Large Language Models : A Technical Review

10 min readMar 28, 2024

Introduction

It’s hard to say when the journey of Natural Language Processing (NLP) began. According to the Wikipedia’s article ‘History of natural language processing’ [1], it may have started in the seventeenth century when Leibniz and Descartes attempted to understand the relationships between words in different languages or it may have been initiated by the work of Alan Turing, including his question “Can machines think? “ and his famous imitation game [2].

As we know, computer scientists are constantly pushing the boundaries of NLP, aiming to create machines that truly understand human language, from the development of basic rule-based chatbots such as Eliza in 1967, advancing to the invention of more sophisticated deep learning approaches [3]. Figure 1 illustrates a rough timeline of Large Language Models (LLMs). In 1967, the first chatbot, Eliza was created. It used pattern matching and keyword recognition to simulate human language understanding [3]. In 1997, the Long Short-Term Memory (LSTM) networks were invented [4]. LSTMs are a deep learning approach that considers the sequential nature of language and has the ability to remember or forget information to improve language understanding. Today, LSTMs remain a valuable tool and a good choice for tasks involving sequential data.
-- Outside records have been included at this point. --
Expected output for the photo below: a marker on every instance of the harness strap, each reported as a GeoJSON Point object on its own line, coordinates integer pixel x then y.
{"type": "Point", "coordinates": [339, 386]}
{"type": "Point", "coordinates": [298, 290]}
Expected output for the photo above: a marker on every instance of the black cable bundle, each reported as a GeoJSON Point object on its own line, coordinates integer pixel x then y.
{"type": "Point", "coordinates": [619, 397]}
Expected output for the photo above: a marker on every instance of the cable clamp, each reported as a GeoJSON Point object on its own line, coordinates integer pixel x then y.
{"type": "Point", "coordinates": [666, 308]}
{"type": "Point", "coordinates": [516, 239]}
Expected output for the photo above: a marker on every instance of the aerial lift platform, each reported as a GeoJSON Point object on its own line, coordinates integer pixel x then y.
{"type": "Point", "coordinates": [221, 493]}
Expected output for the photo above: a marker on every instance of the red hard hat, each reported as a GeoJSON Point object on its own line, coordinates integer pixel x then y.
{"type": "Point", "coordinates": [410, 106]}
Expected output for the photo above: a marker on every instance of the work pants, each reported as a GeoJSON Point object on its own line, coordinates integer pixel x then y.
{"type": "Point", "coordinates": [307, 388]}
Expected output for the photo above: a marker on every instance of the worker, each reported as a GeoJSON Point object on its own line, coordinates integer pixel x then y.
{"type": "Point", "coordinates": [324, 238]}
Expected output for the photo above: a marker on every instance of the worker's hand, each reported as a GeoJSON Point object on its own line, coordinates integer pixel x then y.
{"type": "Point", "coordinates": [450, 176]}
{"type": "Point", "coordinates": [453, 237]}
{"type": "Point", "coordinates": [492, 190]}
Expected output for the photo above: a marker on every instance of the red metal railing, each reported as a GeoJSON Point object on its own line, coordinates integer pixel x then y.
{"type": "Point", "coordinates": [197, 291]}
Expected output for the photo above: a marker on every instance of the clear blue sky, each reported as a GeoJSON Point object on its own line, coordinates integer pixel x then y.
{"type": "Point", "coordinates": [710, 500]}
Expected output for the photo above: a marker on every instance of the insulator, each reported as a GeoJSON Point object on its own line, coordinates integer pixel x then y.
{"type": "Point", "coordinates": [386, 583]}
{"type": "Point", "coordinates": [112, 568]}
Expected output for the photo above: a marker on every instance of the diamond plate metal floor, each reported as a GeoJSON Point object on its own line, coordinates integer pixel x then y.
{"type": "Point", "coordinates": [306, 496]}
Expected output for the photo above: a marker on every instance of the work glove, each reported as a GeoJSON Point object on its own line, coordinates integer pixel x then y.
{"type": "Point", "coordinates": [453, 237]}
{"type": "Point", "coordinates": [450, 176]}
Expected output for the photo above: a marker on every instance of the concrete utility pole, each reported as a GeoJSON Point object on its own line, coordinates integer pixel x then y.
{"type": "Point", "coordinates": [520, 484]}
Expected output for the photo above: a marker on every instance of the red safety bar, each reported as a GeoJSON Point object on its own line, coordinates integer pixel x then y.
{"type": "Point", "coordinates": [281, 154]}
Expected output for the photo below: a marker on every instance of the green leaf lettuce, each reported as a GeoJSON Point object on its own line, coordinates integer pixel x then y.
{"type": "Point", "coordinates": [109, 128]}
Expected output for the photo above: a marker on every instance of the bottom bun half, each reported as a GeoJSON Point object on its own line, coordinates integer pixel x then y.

The development continues, with the biggest breakthrough occurring in 2017, Google’s groundbreaking transformer architecture ushered in a new era of natural language processing and understanding [5].

**Figure 1**: The timeline of LLMs development.

Today, progress in LLMs is happening at lightning speed. High competition drives innovation, with new breakthroughs emerging daily. Figure 2 illustrates the ongoing development of LLMs in the modern world. As the figure shows, the era began with models like BERT, GPT-2, GPT-3, and PaLM. The new releases of LLM models have even higher performance and larger numbers of parameters. We can now confidently assert that these efforts have yielded significant accomplishments, evidenced by the capabilities demonstrated by models like Google’s Gemini or GPT-4.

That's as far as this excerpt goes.